Text superimposed on video content is everywhere: YouTube even offers to caption videos by transcribing the audio to text and write it synchronously over the video. Most video sources (including DVDs) have an option to show subtitles any one of a number of languages. You can find the distinction between subtitles and closed captioning here. Closed captions are optional – you can view them or not, whereas subtitles are part of the video.
Videos Have More information Than Images
If text over video is so common, why is it difficult to do? The short answer is that videos contain much more information than images. Placing text in a video requires re-creation of all the content. This requires much more computation than re-creating a single image. However, showing a caption only requires storing the text, the time it is to be shown and the location on the screen. This information can be easily encoded in a file and rendered by the video player software. This is how most text on video is displayed. One problem is that different video players use different file formats for the data. Another is that the file is separate from the video file. If you download a video that has been auto-captioned from YouTube using a 3rd party application any auto-captions will not be included.
Web-Based Facilities
Web-based facilities for displaying remotely stored video files, such as YouTube, can ensure that all videos are displayed using a video player that supports the display of separately stored captions. However, the separation of the captions from the video file means that the caption data is not easily available, or not available at all. YouTube has a takeout facility. This allows users to download all their YouTube video content, including a JSON metadata file for each video file. This file includes many metadata fields for videos but does not include the caption data.

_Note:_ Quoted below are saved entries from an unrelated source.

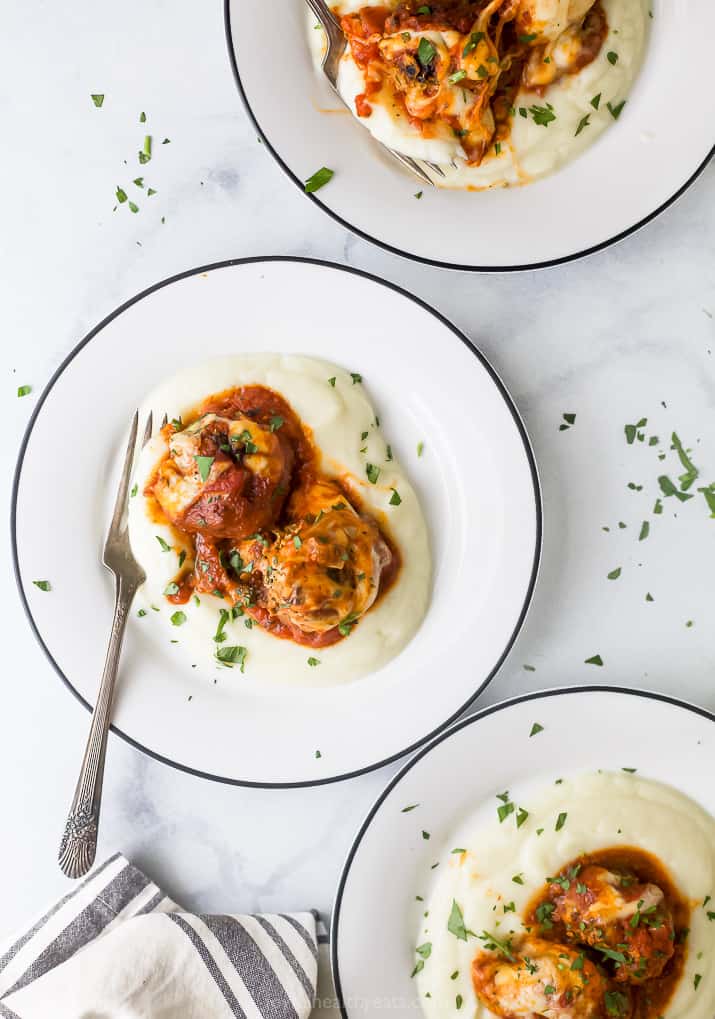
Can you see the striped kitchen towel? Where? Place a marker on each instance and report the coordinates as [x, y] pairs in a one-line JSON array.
[[117, 948]]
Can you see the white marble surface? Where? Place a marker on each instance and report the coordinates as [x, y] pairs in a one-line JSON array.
[[607, 338]]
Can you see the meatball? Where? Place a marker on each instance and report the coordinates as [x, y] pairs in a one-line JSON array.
[[323, 571], [625, 919], [224, 478], [545, 978]]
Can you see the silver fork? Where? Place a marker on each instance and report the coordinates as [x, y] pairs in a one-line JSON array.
[[331, 63], [78, 845]]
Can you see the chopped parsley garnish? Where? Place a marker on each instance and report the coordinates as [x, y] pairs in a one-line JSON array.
[[543, 115], [426, 52], [232, 655], [543, 914], [503, 811], [345, 628], [692, 473], [493, 944], [455, 923], [319, 179], [668, 488], [204, 464], [475, 39]]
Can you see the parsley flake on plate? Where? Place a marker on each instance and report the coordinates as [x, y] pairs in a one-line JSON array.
[[319, 179]]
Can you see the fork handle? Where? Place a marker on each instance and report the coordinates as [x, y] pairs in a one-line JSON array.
[[327, 19], [78, 845]]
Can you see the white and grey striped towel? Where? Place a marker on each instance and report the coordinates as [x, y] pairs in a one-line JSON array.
[[117, 948]]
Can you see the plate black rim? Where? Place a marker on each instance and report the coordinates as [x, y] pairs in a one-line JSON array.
[[440, 738], [520, 428], [550, 263]]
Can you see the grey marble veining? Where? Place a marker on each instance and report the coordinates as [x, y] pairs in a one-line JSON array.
[[608, 338]]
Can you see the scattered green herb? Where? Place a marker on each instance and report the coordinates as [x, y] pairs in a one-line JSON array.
[[319, 179]]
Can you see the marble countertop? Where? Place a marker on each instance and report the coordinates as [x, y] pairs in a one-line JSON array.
[[625, 334]]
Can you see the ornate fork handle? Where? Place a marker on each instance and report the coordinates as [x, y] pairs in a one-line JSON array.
[[78, 845]]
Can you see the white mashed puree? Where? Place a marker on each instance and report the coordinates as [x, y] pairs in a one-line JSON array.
[[533, 151], [337, 415], [603, 810]]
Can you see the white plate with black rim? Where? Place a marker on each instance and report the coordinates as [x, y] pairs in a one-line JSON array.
[[478, 487], [643, 163], [462, 774]]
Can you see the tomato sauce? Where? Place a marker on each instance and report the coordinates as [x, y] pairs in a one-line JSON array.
[[651, 997], [209, 569]]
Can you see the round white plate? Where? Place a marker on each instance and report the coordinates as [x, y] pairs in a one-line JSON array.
[[477, 482], [638, 167], [464, 767]]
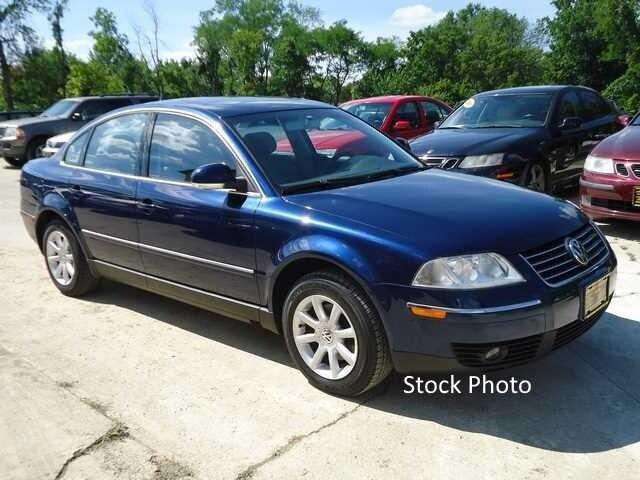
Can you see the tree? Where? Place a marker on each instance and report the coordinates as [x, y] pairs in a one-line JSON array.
[[13, 29], [471, 50], [55, 17], [339, 50]]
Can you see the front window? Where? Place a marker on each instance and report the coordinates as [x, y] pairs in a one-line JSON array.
[[320, 148], [373, 113], [503, 110], [60, 109]]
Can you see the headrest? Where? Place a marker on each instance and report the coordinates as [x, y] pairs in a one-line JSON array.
[[261, 144]]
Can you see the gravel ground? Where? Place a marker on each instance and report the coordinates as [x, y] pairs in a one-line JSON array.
[[126, 384]]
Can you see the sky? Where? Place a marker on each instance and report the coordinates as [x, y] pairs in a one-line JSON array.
[[177, 18]]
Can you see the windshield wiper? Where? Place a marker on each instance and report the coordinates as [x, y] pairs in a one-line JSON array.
[[325, 183]]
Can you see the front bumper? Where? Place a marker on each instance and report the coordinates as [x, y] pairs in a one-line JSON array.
[[458, 342], [609, 196]]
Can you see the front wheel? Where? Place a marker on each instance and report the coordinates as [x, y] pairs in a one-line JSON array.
[[65, 261], [334, 334], [535, 178]]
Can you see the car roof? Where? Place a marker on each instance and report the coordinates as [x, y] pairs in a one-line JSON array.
[[533, 89], [234, 106], [389, 99]]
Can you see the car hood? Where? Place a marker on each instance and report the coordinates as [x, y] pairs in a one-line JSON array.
[[624, 145], [470, 141], [23, 122], [446, 213]]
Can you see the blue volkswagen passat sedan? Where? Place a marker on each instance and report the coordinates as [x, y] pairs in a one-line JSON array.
[[363, 260]]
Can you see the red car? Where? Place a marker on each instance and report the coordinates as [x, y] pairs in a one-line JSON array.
[[405, 116], [610, 184]]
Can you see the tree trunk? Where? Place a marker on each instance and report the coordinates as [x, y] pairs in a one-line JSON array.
[[7, 87]]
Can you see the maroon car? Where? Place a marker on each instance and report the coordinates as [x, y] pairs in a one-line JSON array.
[[610, 184], [404, 116]]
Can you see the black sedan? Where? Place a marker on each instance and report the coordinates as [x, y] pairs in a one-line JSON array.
[[537, 137]]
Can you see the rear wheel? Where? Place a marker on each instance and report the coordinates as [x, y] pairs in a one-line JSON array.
[[536, 178], [65, 261], [334, 334], [14, 162]]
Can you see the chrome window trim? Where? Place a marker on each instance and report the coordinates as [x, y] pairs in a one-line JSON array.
[[184, 287], [213, 125], [151, 248], [480, 311]]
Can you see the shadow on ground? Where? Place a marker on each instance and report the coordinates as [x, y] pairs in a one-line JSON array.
[[585, 398]]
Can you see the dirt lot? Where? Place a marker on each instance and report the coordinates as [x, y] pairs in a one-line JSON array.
[[126, 384]]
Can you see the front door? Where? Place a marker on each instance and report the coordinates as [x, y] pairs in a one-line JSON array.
[[199, 237], [103, 192]]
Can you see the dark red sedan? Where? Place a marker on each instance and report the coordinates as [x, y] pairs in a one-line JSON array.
[[610, 184], [404, 116]]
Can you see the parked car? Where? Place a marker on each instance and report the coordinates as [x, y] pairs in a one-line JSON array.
[[53, 144], [23, 139], [403, 116], [610, 184], [364, 263], [538, 137]]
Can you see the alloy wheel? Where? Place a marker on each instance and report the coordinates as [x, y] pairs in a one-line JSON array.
[[325, 337], [60, 257]]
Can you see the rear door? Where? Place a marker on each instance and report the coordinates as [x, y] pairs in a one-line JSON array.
[[411, 124], [103, 189], [199, 237]]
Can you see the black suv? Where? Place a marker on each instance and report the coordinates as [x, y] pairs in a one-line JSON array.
[[538, 137], [23, 139]]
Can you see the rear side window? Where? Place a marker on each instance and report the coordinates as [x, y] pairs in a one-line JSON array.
[[73, 155], [179, 145], [116, 144], [408, 111], [593, 105], [92, 109]]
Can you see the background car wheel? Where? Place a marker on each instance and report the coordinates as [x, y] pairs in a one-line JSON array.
[[536, 178], [34, 149], [334, 334], [65, 261], [14, 162]]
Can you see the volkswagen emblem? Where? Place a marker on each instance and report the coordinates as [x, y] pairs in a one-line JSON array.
[[577, 251]]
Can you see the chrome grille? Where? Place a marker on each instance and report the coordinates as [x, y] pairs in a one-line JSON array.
[[554, 263]]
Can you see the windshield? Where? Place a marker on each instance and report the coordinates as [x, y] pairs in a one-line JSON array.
[[60, 109], [506, 110], [373, 113], [320, 148]]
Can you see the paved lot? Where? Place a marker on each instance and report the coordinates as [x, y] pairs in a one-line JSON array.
[[126, 384]]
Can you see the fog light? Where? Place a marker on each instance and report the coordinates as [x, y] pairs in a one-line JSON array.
[[495, 353]]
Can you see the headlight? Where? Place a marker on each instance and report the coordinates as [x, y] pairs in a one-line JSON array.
[[482, 270], [475, 161], [598, 164]]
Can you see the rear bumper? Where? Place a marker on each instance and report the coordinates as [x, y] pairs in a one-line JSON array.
[[609, 196], [524, 331]]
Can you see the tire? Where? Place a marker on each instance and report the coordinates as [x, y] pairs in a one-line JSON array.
[[357, 328], [34, 149], [14, 162], [536, 177], [74, 278]]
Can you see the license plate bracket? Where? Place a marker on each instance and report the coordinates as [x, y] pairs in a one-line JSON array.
[[595, 296]]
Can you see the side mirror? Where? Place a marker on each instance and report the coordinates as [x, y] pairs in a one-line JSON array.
[[402, 125], [214, 175], [570, 123], [404, 143]]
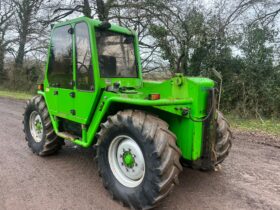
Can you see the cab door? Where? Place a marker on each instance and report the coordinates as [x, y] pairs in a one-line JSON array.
[[60, 73], [85, 94]]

Using a separate file for text and video is great for flexibility, but does require that the file be kept along with the video content. A further problem is that not all video players support all the available caption file formats. Perhaps some future video format will allow incorporation of text captions as metadata of the main video file. However, future video players must be able to read it! The default Windows 10 video player, Photos, supports a number of caption file formats and there are many online facilities for generating them, some of which are reviewed here.
Making Captions readable on any Player
So if you want to ensure that you can caption videos so that the captions are readable on any video player and are embedded in the video data, what are the options? If you want to keep the entire original video frame and place the caption beneath it, then the video needs to be padded out with a uniform colour bar below the video frame. This can be done using the Windows command line application ffmpeg. A complexity of this operation is that portrait mode videos from smart phones may be padded with black at the sides to make the video frame the same dimensions as in landscape mode.
Copying from Analogue Media
Videos copied from analog media such as Hi 8 or VHS cassette tapes may have similar padding added. The caption can then be written on the uniform colour bar or on top of the video, either using a web-based service such as Kapwing Subtitler or a desktop video editor such as Photos for Windows 10. Photos does not offer the flexibility of caption font, colour, and position selection offered by Kapwing Subtitler, but it is simple to use and available as part of Windows 10. Using a desktop application is likely to be much slower than using a cloud-based facility. These can apply more computing resources than are available on the average domestic computer to the task of reading video frames, adding text and re-encoding the video.